Inappropriate behavior. Again, not talking about the little things like bumping into someone taking their first sip of coffee at Starbucks. I’m not even talking about the big things like accidentally throwing a bottle in the garbage rather than into the recycling bin. I’m talking about the really bad stuff like inappropriate touching or talking to someone in a way that just makes them feel uncomfortable. No one in the world has ever said, “Oh, look at that stud. He’s making someone feel bad. I so hope he’ll ask me out.”
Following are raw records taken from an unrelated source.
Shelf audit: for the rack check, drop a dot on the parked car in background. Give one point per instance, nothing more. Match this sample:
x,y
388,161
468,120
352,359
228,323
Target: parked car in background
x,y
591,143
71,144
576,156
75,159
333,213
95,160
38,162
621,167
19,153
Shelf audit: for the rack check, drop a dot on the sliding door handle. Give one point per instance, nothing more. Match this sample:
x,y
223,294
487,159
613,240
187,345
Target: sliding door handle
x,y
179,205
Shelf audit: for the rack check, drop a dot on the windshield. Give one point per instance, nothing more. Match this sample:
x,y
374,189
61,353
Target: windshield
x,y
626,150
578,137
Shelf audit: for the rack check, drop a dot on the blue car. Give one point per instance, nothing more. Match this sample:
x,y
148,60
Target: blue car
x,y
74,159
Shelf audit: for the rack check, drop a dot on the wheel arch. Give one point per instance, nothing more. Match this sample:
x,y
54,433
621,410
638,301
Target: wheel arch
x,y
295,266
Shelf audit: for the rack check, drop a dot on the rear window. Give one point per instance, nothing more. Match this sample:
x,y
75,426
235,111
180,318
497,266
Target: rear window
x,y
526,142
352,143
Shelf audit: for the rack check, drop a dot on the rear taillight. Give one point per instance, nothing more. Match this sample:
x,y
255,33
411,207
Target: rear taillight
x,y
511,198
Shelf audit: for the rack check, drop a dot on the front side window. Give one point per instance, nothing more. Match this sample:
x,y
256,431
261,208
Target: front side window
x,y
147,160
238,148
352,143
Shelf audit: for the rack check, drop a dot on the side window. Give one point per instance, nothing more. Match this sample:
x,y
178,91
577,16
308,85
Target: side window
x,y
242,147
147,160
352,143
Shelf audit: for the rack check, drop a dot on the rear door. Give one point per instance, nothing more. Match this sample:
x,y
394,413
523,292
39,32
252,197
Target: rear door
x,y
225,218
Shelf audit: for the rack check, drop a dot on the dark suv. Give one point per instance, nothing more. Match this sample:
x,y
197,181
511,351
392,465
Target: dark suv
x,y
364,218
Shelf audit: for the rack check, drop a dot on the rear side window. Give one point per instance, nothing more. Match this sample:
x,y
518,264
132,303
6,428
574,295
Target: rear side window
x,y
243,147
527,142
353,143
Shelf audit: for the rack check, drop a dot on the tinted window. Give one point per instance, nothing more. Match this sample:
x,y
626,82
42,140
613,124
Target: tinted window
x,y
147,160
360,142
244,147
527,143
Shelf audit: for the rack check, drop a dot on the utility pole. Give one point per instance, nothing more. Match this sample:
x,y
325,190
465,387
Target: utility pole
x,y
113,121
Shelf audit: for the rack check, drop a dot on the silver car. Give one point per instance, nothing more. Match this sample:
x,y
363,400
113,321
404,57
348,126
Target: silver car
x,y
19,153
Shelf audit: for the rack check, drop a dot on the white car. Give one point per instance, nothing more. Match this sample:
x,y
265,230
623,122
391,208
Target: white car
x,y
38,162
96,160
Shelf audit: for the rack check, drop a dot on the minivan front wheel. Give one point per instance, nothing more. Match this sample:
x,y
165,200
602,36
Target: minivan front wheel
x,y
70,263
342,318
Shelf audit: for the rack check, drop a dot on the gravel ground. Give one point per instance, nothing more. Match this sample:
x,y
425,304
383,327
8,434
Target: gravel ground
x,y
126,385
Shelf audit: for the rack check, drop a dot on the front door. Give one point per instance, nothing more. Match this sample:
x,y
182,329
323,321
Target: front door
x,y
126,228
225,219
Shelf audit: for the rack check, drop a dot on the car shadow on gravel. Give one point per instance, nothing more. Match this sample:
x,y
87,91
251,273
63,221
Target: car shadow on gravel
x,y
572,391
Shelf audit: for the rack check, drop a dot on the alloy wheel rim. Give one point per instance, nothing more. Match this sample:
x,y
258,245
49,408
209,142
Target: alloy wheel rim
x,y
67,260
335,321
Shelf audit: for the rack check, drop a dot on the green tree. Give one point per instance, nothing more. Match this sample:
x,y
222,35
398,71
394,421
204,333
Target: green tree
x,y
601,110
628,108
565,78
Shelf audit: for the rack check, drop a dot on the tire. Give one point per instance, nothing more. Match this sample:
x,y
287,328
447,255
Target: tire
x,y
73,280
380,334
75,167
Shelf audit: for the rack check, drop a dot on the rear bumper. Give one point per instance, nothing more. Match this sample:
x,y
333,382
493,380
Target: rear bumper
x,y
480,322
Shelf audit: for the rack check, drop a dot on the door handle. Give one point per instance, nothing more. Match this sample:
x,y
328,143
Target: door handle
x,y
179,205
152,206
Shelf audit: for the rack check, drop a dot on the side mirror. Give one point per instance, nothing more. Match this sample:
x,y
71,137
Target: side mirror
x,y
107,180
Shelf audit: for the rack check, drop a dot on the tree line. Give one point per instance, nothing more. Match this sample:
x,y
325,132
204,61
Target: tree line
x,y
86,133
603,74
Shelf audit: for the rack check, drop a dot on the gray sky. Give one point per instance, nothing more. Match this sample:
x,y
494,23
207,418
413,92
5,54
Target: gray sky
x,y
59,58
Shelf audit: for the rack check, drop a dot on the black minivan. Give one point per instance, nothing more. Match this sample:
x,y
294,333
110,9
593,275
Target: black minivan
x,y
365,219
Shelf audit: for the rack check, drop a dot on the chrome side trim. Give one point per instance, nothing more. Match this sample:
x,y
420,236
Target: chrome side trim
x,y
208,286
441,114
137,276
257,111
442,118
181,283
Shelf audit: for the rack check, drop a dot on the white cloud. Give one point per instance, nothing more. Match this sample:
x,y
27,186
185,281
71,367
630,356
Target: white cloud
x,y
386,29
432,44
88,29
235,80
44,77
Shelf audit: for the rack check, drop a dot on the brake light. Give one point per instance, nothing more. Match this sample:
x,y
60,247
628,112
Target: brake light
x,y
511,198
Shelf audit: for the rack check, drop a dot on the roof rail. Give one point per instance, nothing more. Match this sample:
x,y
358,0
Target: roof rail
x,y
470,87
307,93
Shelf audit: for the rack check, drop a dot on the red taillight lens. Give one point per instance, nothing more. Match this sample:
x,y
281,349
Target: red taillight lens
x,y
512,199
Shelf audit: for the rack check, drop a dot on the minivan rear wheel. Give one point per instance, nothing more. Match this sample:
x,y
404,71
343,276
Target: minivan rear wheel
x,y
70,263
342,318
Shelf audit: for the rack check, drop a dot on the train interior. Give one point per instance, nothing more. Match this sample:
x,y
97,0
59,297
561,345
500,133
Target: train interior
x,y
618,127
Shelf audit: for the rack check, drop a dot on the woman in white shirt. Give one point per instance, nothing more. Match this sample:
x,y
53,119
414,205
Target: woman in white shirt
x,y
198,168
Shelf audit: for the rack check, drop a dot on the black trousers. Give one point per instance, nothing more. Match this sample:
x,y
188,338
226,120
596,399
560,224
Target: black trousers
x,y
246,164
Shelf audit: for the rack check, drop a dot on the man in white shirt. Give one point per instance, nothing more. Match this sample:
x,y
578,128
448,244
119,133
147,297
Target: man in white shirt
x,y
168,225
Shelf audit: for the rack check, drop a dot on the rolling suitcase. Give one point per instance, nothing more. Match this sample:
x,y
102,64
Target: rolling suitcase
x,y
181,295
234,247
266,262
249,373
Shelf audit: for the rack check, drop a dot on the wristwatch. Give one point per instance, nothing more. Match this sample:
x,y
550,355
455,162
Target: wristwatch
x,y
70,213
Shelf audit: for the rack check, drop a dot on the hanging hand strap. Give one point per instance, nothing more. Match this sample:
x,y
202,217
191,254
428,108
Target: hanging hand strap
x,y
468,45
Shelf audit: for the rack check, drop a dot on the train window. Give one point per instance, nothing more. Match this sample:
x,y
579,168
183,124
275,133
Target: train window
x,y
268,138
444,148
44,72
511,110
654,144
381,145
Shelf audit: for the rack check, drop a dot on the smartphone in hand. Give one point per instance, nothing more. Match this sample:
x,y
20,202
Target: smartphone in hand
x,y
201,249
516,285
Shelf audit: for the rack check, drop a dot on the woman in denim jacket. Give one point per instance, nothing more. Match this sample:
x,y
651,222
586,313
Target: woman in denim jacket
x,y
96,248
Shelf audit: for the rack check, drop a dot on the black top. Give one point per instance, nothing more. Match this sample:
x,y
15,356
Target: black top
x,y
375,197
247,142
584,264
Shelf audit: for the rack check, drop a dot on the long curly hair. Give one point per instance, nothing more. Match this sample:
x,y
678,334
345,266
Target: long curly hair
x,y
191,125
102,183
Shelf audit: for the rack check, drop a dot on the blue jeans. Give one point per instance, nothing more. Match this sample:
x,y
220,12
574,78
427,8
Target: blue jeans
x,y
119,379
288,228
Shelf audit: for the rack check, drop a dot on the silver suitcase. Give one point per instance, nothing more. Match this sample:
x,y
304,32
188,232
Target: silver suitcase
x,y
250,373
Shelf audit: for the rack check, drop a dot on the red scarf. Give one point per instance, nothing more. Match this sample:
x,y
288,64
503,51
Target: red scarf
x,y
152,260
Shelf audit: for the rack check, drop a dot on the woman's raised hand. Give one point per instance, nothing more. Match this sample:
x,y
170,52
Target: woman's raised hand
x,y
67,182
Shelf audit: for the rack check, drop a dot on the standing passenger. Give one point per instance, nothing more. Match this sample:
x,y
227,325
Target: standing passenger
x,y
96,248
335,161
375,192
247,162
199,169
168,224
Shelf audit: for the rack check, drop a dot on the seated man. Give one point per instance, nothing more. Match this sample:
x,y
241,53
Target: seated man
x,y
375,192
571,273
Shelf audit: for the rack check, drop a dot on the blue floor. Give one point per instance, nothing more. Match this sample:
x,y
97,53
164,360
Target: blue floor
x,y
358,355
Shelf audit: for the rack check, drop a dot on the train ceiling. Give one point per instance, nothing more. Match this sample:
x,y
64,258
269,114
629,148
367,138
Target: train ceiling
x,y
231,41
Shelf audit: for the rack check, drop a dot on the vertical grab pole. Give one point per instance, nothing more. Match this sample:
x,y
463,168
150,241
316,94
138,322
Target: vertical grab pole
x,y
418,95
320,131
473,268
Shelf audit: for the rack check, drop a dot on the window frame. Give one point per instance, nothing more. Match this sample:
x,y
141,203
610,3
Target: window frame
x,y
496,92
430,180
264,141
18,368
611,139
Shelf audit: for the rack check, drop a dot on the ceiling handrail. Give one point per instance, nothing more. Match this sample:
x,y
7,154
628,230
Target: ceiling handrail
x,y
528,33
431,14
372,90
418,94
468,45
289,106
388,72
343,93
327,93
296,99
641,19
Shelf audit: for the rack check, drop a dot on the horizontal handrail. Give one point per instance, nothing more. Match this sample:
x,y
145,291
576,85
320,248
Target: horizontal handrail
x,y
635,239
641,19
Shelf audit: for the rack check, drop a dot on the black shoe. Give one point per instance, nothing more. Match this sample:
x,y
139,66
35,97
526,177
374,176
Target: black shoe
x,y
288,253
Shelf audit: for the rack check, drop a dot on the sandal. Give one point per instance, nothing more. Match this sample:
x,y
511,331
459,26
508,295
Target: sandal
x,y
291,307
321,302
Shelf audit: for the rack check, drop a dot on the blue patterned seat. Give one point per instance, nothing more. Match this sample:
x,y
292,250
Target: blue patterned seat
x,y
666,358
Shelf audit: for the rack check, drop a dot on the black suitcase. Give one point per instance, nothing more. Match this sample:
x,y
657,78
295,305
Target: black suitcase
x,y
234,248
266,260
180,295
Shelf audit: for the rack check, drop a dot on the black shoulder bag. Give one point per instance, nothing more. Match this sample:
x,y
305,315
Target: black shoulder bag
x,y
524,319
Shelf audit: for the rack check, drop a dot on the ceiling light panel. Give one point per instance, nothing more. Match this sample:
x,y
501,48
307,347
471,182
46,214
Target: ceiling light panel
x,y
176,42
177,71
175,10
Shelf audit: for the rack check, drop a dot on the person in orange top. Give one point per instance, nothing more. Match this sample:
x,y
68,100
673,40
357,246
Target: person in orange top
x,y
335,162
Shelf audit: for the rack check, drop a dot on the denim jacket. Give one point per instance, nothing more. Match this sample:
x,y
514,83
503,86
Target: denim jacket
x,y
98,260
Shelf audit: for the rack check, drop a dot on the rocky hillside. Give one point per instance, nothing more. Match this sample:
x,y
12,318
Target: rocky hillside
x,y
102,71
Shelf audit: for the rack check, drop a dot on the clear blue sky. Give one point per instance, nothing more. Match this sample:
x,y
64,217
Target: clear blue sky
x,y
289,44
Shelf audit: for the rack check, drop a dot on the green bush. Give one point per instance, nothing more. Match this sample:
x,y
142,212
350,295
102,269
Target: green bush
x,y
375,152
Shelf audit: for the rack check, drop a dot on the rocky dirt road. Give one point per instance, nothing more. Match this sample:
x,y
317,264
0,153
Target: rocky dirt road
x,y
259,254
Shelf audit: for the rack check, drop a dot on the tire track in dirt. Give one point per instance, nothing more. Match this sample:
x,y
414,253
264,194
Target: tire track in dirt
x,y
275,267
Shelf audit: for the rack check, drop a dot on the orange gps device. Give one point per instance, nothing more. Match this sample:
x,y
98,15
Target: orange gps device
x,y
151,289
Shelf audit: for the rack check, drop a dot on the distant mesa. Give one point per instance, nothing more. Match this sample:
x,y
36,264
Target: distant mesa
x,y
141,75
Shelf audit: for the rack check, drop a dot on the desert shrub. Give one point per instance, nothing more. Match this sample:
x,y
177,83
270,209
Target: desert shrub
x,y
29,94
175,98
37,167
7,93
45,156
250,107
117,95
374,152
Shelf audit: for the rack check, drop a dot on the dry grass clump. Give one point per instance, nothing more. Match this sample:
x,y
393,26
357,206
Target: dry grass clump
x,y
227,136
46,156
Inappropriate clothing. I get that there are different standard of dress for going to an 8am college class than for having tea with the Queen. But there are standards nonetheless. Clothing is meant to enhance a person’s appearance (and protect them from frostbite while not getting in the way while they flee from a pursuing wooly mammoth). When someone wears clothes 2 sizes too small (extra points if you get the reference) and people stare in horror and whisper, “how is it possible she looked in the mirror this morning and thought “dang, I look good!”?” the standard has been missed. Or when someone is wearing a muscle T-Shirt (without the muscles) and you think to yourself “TMI—I did NOT need to know the shape of the mole on his back,” they have missed the standard. Very few people will be saying, “Gotta get me some of that!”
Not all of us are ANTM (America’s Next Top Model) candidates. Most of us will not stop traffic with our stunning good looks (except maybe in Rome where traffic is a perpetual mess). Very few of us will be remembered centuries from now with a sigh and “ahhhhh, what a beauty.” On the other hand, none of us need to be the poster child for What Not to Do.
Hope your cold is getting better, kiddo.
Love, Mom
The Grinch was born with a heart two sizes too small.